The kids know you’re new.
These little buggers are smart. You’re not the first new foreign teacher to ever hit their classroom, and they know how to play the system. Most likely your first few days will be something very similar as to what you’d experience in a psych ward (students screaming, students off in their own world, students randomly starting fights out of nothing), except you have no idea what’s going on because they’re all speaking a language that sounds pretty much like gibberish to you.
You’ll learn the rules of conduct (as a teacher) in Korea are not the same as in the US.
The first time my co-teacher came into my class, literally grabbed a trouble student by the shoulders, dragged him out of class, and THEN proceeded to hit him on the legs with a stick, I was floored. Very quickly I began to realize there really isn’t much of a physical barrier/bubble between the students and teachers. Sure there’s crossing the line, but teachers get away with all sorts of stuff here including being able to love on their students.
The first time I had to forcefully pick up and drag a screaming 6 year old out of class to go see the principle, I couldn’t help but think, ” Holy cow, if I lived in the States, I’d get in trouble or be fired for this one.” Just because I laid one finger on the little troublemaker. Maybe it’s not as bad as I’m imagining? I was never a teacher back home.
Your co-teachers love to talk about you (in Korean) in front of your face, but never care to explain to you what they were talking about
This is pretty much the worst thing in the world, but I’ve gotten used to it and can now turn a blind eye. The school I worked at this year was run by 100% Korean speaking ladies. Yes, only women. I only had one co-teacher that spoke English, and I’d go to her for all my questions. There is no mistaking the words ‘me-gook’ (American) and way-gook (foreigner), they’re pretty easy to pick up in a sentence. Yep, you’ll be talked about, anything from your teaching skills, the ‘funny’ clothes you wear, to the way you do your hair. Embrace the attention and love.
School meals are never the right choice for lunch
I’ve given school meals a chance time and time again because not only is it easer just to eat where you’re working, but your school will usually provide a free meal for you. The problem is, 90% of everything on the daily menu would be unrecognizable to the general American public. You can typically find a healthy serving of pickled sparrow eggs, fermented vegetables, and dried minnows. Bon Appétit!

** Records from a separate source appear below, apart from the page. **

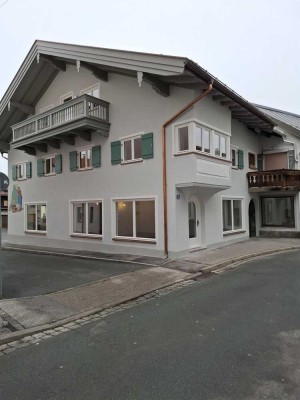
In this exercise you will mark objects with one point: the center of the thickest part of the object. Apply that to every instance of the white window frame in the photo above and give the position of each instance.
(71, 227)
(21, 165)
(134, 237)
(235, 149)
(36, 203)
(255, 160)
(240, 230)
(91, 88)
(81, 150)
(130, 138)
(191, 124)
(51, 157)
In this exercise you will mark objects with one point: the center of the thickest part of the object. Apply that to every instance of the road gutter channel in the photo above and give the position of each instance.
(15, 340)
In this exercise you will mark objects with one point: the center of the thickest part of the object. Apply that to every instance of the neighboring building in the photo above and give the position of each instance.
(83, 128)
(276, 184)
(4, 208)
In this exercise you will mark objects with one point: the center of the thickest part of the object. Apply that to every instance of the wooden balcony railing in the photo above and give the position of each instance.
(80, 107)
(283, 178)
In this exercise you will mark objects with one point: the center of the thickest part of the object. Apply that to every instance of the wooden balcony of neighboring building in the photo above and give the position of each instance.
(78, 117)
(280, 180)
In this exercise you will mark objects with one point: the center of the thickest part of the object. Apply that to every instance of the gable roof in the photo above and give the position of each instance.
(45, 59)
(282, 116)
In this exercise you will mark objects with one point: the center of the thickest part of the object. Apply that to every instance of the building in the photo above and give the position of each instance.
(127, 152)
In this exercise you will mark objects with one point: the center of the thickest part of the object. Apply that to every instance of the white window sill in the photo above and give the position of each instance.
(228, 233)
(86, 236)
(197, 152)
(133, 239)
(37, 232)
(84, 169)
(132, 161)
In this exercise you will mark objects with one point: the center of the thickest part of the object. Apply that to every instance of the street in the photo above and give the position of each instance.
(232, 336)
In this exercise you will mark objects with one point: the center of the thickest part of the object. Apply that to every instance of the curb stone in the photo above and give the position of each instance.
(60, 325)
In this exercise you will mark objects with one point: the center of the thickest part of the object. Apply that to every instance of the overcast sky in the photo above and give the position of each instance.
(251, 46)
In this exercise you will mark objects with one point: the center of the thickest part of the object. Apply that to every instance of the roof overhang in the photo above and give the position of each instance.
(46, 59)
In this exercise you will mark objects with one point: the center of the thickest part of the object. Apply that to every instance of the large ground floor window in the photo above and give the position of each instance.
(232, 215)
(36, 217)
(135, 219)
(87, 218)
(278, 211)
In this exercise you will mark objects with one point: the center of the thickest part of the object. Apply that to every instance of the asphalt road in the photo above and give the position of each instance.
(234, 336)
(27, 274)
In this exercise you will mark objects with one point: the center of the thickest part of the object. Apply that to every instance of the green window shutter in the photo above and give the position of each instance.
(40, 167)
(73, 160)
(260, 162)
(240, 159)
(58, 164)
(96, 156)
(28, 170)
(147, 145)
(14, 172)
(115, 152)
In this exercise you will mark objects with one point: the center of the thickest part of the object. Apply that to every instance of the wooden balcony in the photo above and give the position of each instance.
(79, 116)
(282, 179)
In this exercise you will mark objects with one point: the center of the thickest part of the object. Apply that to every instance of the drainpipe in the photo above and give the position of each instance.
(168, 122)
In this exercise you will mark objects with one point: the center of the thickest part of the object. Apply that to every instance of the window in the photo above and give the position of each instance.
(36, 217)
(252, 160)
(202, 139)
(234, 157)
(132, 149)
(87, 218)
(278, 211)
(195, 137)
(232, 215)
(183, 138)
(49, 166)
(135, 219)
(84, 159)
(21, 171)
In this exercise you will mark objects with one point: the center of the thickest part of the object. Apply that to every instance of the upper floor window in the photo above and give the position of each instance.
(21, 171)
(252, 160)
(84, 159)
(132, 149)
(49, 165)
(195, 137)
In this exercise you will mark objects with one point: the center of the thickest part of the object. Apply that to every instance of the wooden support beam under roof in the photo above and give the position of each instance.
(96, 71)
(70, 139)
(87, 136)
(41, 147)
(26, 108)
(159, 86)
(57, 64)
(219, 97)
(55, 143)
(28, 150)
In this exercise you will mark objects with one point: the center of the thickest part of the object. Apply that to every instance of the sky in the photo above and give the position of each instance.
(252, 46)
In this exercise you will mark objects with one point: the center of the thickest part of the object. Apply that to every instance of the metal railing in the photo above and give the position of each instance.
(80, 107)
(276, 178)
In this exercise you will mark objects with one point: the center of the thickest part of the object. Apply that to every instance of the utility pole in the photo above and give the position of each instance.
(4, 182)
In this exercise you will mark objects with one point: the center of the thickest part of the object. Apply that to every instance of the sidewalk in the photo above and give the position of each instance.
(35, 314)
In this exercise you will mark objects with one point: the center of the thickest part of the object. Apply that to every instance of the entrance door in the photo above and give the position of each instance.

Out of the blue, your students surprise you.
The tasks, challenges, and adventures of being an ESL teacher can be ridiculously daunting and exhausting, not to mention emotionally draining. Not only do you have to face trying to figure out living in a foreign country, you have to pretend to have all your ‘ducks in a row’ as you go day in and day out working your professional job. Almost 100% of the time it feels like you’re teaching to a bunch of rocks: running, dancing, and flitting yourself around just to try and keep them happy (because heaven forbid if you lose a student).
But then a little ray of hope and appreciation appears. You have a student’s mother write you a letter accompanied by the oat precious homemade crafts telling you how much she appreciates you. Your students throw a gigantic surprise birthday for you complete with a personal slice a cake one of your students bought from the bakery down the street. You get bear hugged from your obnoxious 5 year old that ran into you at the grocery store as they loudly proclaim, “I love you, I love you teacher!” You’re able to have a legitimate conversation with your 12 year old class when, at the beginning of the year, they couldn’t even say their own names. It’s in those moments that you know you’ve done a good job.
I’m an ESL teacher. My life is a constant chaotic mess of confusion and unclarity, but I love it.